Final Destination in its purest, original form was really a genre defining film. The idea of Death being sentient, having a design and catching up with the people that have escaped it was both novel and exciting.

A school trip to France begins with the party boarding the flight. Alex (Devon Sawa) is a nervous flyer and is using every excuse to add to his nerves before they take off. Shortly after take off the plane gets into difficulty and explodes, killing everyone aboard. The Alex wakes up, still on the same plane and the events from his dream/premonition start to happen. Needless to say he gets spooked and a small group of students (and a teacher) are expelled from the plane which then takes off, and then explodes as was foreseen. The escapees are then mysteriously hunted down and die in some pretty gruesome, elaborate and mostly unpredictable ways by some unseen entity.

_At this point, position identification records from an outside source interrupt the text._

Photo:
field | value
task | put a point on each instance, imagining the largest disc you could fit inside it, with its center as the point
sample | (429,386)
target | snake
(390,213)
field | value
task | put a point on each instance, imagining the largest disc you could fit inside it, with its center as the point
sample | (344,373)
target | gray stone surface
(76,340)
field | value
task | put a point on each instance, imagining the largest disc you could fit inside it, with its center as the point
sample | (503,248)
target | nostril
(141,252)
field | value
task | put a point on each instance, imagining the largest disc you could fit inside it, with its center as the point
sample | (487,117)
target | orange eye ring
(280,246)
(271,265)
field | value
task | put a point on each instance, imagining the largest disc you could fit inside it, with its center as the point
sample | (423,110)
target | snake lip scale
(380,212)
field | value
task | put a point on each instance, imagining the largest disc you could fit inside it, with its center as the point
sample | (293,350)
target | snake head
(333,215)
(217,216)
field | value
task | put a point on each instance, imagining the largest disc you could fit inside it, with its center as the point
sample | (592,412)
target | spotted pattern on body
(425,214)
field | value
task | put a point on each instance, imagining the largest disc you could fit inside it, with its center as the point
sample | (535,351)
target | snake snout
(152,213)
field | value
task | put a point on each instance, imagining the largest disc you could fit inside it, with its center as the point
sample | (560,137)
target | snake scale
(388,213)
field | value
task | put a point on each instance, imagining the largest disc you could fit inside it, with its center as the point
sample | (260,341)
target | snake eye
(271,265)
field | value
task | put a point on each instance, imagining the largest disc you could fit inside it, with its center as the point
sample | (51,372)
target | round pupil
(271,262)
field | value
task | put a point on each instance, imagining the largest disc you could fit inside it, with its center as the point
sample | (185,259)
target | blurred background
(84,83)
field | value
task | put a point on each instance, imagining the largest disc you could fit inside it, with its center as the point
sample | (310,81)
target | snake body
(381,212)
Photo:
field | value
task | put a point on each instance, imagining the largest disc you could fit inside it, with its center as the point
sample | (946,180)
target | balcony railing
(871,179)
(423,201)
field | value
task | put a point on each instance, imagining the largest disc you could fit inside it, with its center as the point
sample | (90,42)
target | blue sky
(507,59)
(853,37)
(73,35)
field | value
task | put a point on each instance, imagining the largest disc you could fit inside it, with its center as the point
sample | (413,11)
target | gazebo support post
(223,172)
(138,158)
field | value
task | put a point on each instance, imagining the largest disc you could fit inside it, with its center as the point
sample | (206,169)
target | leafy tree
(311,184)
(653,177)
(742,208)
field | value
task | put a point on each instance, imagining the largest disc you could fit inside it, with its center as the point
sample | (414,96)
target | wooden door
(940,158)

Final Destination, and the sequels don’t hang around either, with the action starting pretty much straight away and then the catching up beginning almost straight after, one by one people are knocked off with hardly any downtime in between it seems. This film also manages to control the atmosphere throughout, always guessing where and when Death is going to strike next to reclaim what is his/its (what gender pronoun do you give Death??). The performances from the mostly teen cast are pretty good by horror film standards including a young Ali Larter (Clear), Seann William Scott (Billy) and Kerr Smith (Carter). There is some exposition from the mortician that is way over the top, but it is sold creepily by the Candyman (Tony Todd), who crops up in most of the many sequels.

The thing I remember most about this film is actually the marketing that it had. Shots of the cinema goers reactions when one of the deaths occurs…..


John Denver makes a lot of appearances, due to the method of his demise and the plot of this film, and his songs are diegetic rather than score being played over the film, which is a nice touch, incorporating it into the film even more so.

The deaths are spectacular and gruesome, although not as much as some of the sequels (which take the premise and definitely runs with it!). That it spawned numerous sequels goes to show how simple and effective this type of film is but as with any ongoing series we do unfortunately get diminishing returns, but even these multiple sequels are still trying new, ever inventive ways of dying a horrible, grisly, mutilated death!